Norah McCullough explains this activity of the group as follows, “The idea was to maintain club rooms for other artists where they might meet and hold exhibitions. A small room downstairs served this purpose while back rooms and those upstairs became studios for a succession of artists. All those associated with the Beaver Hall Hill Group had been William Brymner's students at the School of Fine Art Association of Montreal, that is to say, very well trained indeed by the brilliant teacher.” The Group included Nora Collyer, Emily Coonan, Mabel Lockerby, H. Mabel May, Kathleen Morris, Lilias Torrence Newton, Sarah Robertson, Anne Savage and Ethel Seath. Prudence Heward specialized mainly in the field of figure and portrait painting. After a few years, the Group dissolved because it proves impracticable financially, but all of the artists went on alone to develop into painters of distinction. Miss Heward won first prize for her “Girl on a Hill” at the Willingdon Arts Competition in 1929. This was a study of Louise McLea, a Montreal dancer.

Most of her painting was done at the Heward house on Peel street in Montreal whee her young nieces posed for many of her studies. In the late summer of each year Prudence Heward would go sketching with Sarah Robertson, A.Y. Jackson, the Heward family and others at the Heward's summer home near Brockville, Ontario, on the St. Lawrence. She was a great admirer of the work of Cezanne, Renoir, Matisse, Derian, Picasso, Modigliani and Francis Hodgkins. She owned two of Hodgkins' canvases, and her work reflected the influences of all of these artists.

In 1930, her three-quarter length portrait “Rollande” attracted much attention at the Fifth annual exhibition of Canadian art at the National Gallery of Canada and was acquired by the Gallery in the same year.
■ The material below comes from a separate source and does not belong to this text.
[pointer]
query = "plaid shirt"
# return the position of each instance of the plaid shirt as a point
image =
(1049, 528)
In 1932 an exhibition of her work was held at the galleries of W.W. Scott and Sons, Drummond Street, Montreal. The showing included her portraits, landscapes, and plant studies. “The Gazette” noted the following, “The exhibition, which contains both portraits and landscapes, is marked by brilliant colour, strong modelling and interesting rhythmic composition. Miss Heward in her portraits never allows the setting to become just the background, but it is always an integral part of the picture. As a result, her canvases are pervaded with unity of form, feeling, colour and these.” The same year her “Three Sisters” and “Nude under a Tree” were reproduced in the “Bridle and Golfer.” The “Nude under a Tree” was considered to be one of the finest nudes in Canada at that time, although it was also a controversial work.
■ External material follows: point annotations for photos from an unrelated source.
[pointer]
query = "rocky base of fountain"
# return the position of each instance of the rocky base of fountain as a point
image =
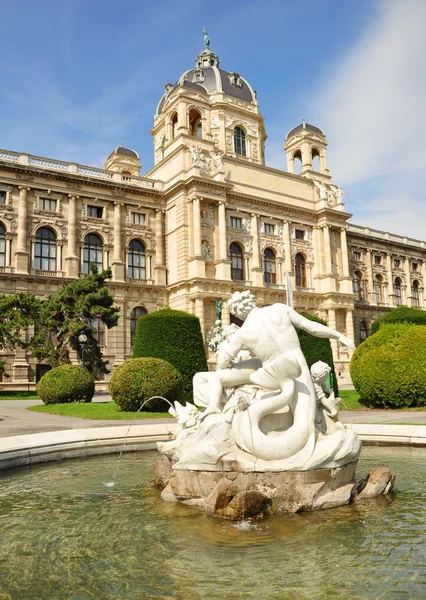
(240, 495)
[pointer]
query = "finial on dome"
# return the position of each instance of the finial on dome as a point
(206, 38)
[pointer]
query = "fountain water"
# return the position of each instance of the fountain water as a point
(113, 482)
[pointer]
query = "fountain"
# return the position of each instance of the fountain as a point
(269, 439)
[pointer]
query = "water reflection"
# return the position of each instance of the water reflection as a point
(63, 534)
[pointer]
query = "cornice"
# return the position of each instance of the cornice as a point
(29, 173)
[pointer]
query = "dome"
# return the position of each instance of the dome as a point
(125, 151)
(207, 78)
(304, 127)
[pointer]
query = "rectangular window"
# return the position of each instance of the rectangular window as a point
(97, 327)
(96, 212)
(48, 204)
(138, 219)
(236, 222)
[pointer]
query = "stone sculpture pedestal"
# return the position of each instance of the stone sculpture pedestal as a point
(240, 495)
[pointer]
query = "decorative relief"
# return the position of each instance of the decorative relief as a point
(214, 121)
(245, 240)
(207, 215)
(206, 251)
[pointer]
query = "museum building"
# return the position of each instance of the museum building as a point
(208, 219)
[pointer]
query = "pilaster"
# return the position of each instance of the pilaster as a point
(71, 259)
She exhibited at W.W. Scott and Sons in 1934 with Sarah Robertson and Isobel McLaughlin where their work was well received. Arthur Lismer in “The Montreal Star” noted, “Her landscapes avoid anything in the way of pretty textures or pictorial detail. They are concerned more with the structure and movement of the earth and forms, rather than with representations of the likeness of the scene.”

She became a member of the Canadian Group of Painters (1933) and the Contemporary Arts Society (1939); she travelled to Bermuda where she sketched with Isabel McLaughlin, also with her at Saint-Sauveur, Quebec, and Whitefish near Manitoulin Island. There she produced studies of Indigenous Peoples. Failing health caused her to move to Los Angeles, California, where she passed away in 1947.

A memorial exhibition of 101 of her works was organized and presented by The National Gallery of Canada in 1948. After being shown at the Gallery in Ottawa, it went on tour to public galleries throughout Canada. H.O. McCurry (then Director of the NGC) in the foreword of the catalogue wrote, “Prudence Heward was a figure painter of unusual distinction at a time when the emphasis among Canadian artists was almost exclusively on landscape. At the National Gallery she is held in high esteem not only for what she accomplished, but also for the regard in which she has always been held by her fellow artists, among them A.Y. Jackson who has written the introduction to this catalogue.”

Her works are part of the collections of the Art Association of Montreal; The Art Gallery of Ontario; Hart House, University of Toronto; The National Gallery of Canda which received 22 of her paintings after her death as a gift from her mother Mrs. A.R.G. Heward. The Continental Galleries, Montreal, held an exhibition of her paintings in the autumn of 1964.